Nato nel 1920, partigiano combattente, con un libro del 1991 inaugurò un nuovo modo di considerare la Resistenza nella cultura di sinistra. Ma non concesse nulla al fascismo. (dal Corriere della Sera)

Per lungo tempo l’uso del termine «guerra civile» per definire la lotta partigiana rimase interdetto tra gli studiosi di orientamento antifascista. Fino alle soglie degli anni Novanta, solo i nostalgici di Salò adoperavano quell’espressione, che pure corrispondeva a un aspetto centrale degli eventi tra il settembre 1943 e l’aprile 1945. Se il tabù ideologico è stato superato da tempo, si deve principalmente a Claudio Pavone, che si è spento a Roma dopo una vita dedicata con grande impegno agli studi storici. Fu lui, che proprio oggi avrebbe compiuto 96 anni, a intitolare ‘Una guerra civile il suo fondamentale saggio sulla lotta di Liberazione uscito nel 1991 da Bollati Boringhieri. Nessuno poteva rimproverare a Pavone una qualche indulgenza verso il fascismo, in primo luogo per la sua attiva partecipazione alla Resistenza. Nato a Roma nel 1920 in una famiglia borghese (suo padre era avvocato di Confindustria), si era unito ai partigiani nell’autunno del 1943 e aveva conosciuto il carcere, prima nella capitale e poi a Castelfranco Emilia. Riottenuta la libertà, si era trasferito a Milano, dove aveva proseguito la lotta correndo notevoli rischi, come aveva raccontato nel libro ‘La mia Resistenza’ (Donzelli, 2015), fino alla Liberazione. In seguito era stato molto vicino a una delle figure più rappresentative dell’azionismo e poi della sinistra socialista, Vittorio Foa. Non aveva invece subito il fascino del Pci togliattiano, come testimonia il diario del suo viaggio in Urss nel 1963, pubblicato pochi mesi fa da Laterza con il titolo Aria di Russia, in cui lo storico romano constatava a più riprese come a Mosca gli studiosi seri fossero ben più avanti dei comunisti italiani nella critica alla tirannia staliniana e ai suoi strascichi.

Se Pavone aveva deciso di adottare nel suo lavoro l’espressione «guerra civile», non era certo per fare concessioni alle camicie nere e ai loro eredi, nei cui riguardi la sua condanna rimaneva fermissima, ma perché la riteneva adeguata alla comprensione delle caratteristiche peculiari che la Resistenza — fenomeno di portata europea, presente in quasi tutti i territori occupati dal Terzo Reich — aveva assunto in un Paese dove il fascismo era nato, si era imposto e aveva governato per vent’anni, trovando ancora gente disposta a seguirlo e a combattere in suo nome, con ben scarse prospettive di vittoria, dopo la completa bancarotta del regime il 25 luglio e il disastroso armistizio dell’8 settembre 1943.

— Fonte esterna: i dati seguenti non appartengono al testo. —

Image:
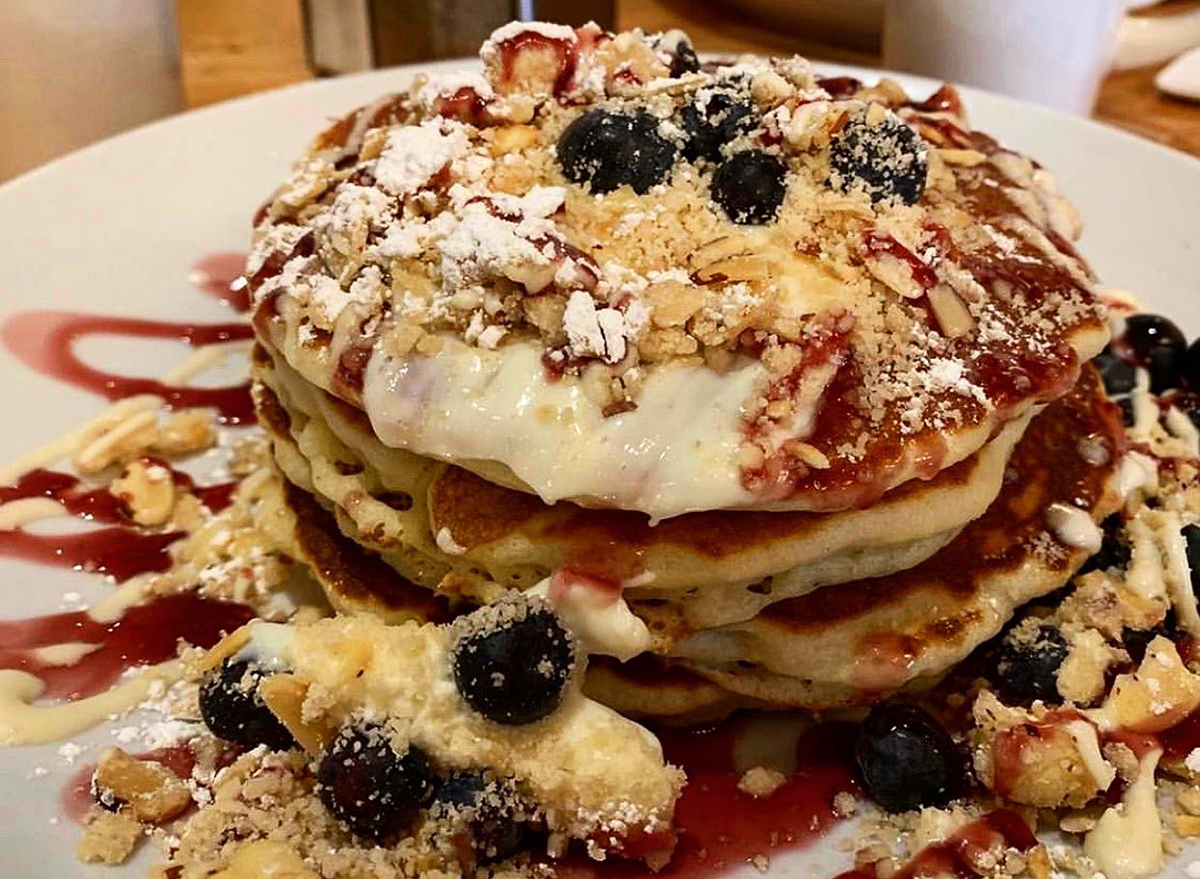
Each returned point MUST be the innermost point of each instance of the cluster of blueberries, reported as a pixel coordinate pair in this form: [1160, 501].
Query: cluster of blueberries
[514, 673]
[906, 759]
[607, 149]
[1158, 346]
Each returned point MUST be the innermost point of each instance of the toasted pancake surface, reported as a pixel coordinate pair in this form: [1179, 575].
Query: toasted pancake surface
[455, 263]
[853, 641]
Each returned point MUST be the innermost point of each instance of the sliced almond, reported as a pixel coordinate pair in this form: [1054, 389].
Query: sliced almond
[154, 793]
[285, 697]
[222, 650]
[738, 268]
[514, 137]
[952, 315]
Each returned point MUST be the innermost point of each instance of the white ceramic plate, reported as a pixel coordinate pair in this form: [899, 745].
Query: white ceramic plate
[117, 227]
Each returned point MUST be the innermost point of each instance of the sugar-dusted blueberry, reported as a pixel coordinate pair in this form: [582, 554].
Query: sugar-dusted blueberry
[1119, 374]
[880, 155]
[233, 709]
[1159, 346]
[750, 186]
[1114, 551]
[489, 811]
[607, 150]
[1027, 667]
[907, 760]
[1192, 542]
[715, 117]
[684, 59]
[513, 661]
[371, 787]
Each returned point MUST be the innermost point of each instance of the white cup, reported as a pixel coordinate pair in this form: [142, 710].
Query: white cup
[1051, 52]
[75, 71]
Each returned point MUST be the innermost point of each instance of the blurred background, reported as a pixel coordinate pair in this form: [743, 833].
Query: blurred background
[73, 71]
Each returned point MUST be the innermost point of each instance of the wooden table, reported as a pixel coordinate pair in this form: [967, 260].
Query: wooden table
[238, 47]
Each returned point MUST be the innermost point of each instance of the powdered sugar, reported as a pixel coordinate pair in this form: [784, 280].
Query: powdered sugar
[414, 154]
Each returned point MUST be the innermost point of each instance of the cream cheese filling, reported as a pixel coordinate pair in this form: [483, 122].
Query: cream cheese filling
[676, 453]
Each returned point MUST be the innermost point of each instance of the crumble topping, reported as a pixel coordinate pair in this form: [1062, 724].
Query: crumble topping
[450, 216]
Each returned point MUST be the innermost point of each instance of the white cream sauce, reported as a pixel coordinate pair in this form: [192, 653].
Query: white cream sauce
[25, 723]
[676, 453]
[1074, 527]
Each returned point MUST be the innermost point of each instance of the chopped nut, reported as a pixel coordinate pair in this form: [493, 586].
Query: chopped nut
[761, 781]
[222, 650]
[1189, 800]
[769, 89]
[285, 697]
[265, 857]
[514, 137]
[154, 794]
[952, 315]
[148, 491]
[186, 432]
[109, 837]
[1186, 825]
[1037, 861]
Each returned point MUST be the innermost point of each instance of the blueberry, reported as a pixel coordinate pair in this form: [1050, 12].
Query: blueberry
[1113, 552]
[886, 159]
[1128, 417]
[1192, 365]
[487, 809]
[907, 760]
[1119, 375]
[712, 120]
[612, 149]
[233, 710]
[369, 785]
[750, 186]
[1192, 539]
[1159, 346]
[684, 60]
[513, 661]
[1029, 669]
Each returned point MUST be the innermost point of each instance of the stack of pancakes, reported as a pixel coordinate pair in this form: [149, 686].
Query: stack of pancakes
[929, 458]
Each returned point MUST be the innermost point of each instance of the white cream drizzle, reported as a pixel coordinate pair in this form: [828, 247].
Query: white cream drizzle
[1177, 573]
[676, 452]
[1145, 410]
[24, 723]
[1181, 428]
[61, 655]
[1074, 527]
[21, 721]
[1135, 472]
[600, 620]
[1127, 841]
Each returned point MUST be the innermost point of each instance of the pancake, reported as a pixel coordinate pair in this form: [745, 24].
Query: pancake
[855, 643]
[611, 326]
[714, 568]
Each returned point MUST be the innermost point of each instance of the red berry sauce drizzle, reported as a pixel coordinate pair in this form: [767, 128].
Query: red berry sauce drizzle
[45, 341]
[144, 635]
[149, 633]
[954, 856]
[119, 551]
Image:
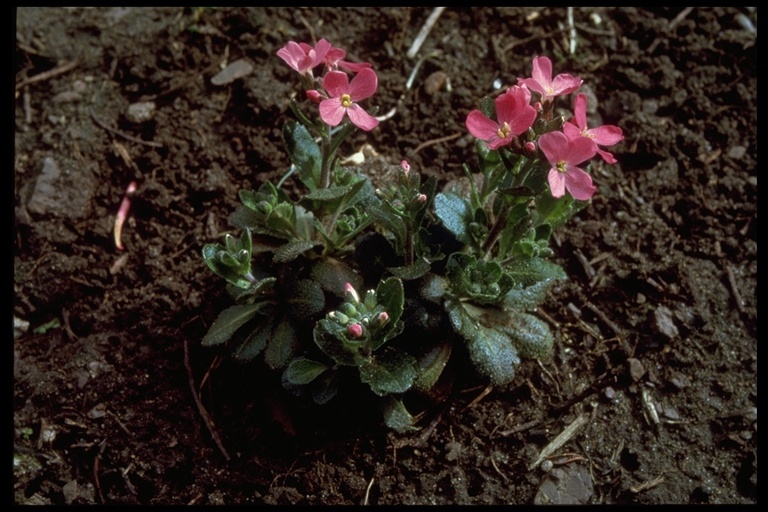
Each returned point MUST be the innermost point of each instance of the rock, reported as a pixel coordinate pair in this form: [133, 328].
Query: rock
[663, 323]
[569, 485]
[64, 191]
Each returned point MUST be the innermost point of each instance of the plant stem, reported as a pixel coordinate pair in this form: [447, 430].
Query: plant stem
[325, 170]
[408, 243]
[498, 227]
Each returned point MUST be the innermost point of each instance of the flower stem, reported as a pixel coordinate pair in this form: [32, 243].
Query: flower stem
[498, 227]
[325, 170]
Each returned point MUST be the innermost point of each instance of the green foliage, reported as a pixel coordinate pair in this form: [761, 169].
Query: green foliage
[334, 277]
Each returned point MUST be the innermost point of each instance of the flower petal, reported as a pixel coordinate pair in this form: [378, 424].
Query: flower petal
[336, 83]
[482, 127]
[361, 118]
[580, 149]
[571, 130]
[331, 111]
[608, 157]
[579, 183]
[580, 111]
[607, 135]
[556, 182]
[565, 84]
[542, 71]
[555, 147]
[363, 84]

Non tutti avevano accettato quella svolta interpretativa: suoi ex compagni di lotta, come Nuto Revelli e Giorgio Bocca, avevano contestato le tesi di Pavone, ma spesso con argomenti che confermavano come essi stessi avessero vissuto l’impegno partigiano coltivando una tipica mentalità da guerra civile, tendente a escludere il nemico dal consorzio nazionale.

Tra gli studiosi invece la sua impostazione era stata accettata, anche perché il libro indicava altre dimensioni della Resistenza oltre a quella che gli dava il titolo: all’interno dell’esperienza partigiana individuava anche una guerra di Liberazione, contro gli occupanti tedeschi, e una guerra di classe, protesa al superamento per via rivoluzionaria della struttura economica capitalista.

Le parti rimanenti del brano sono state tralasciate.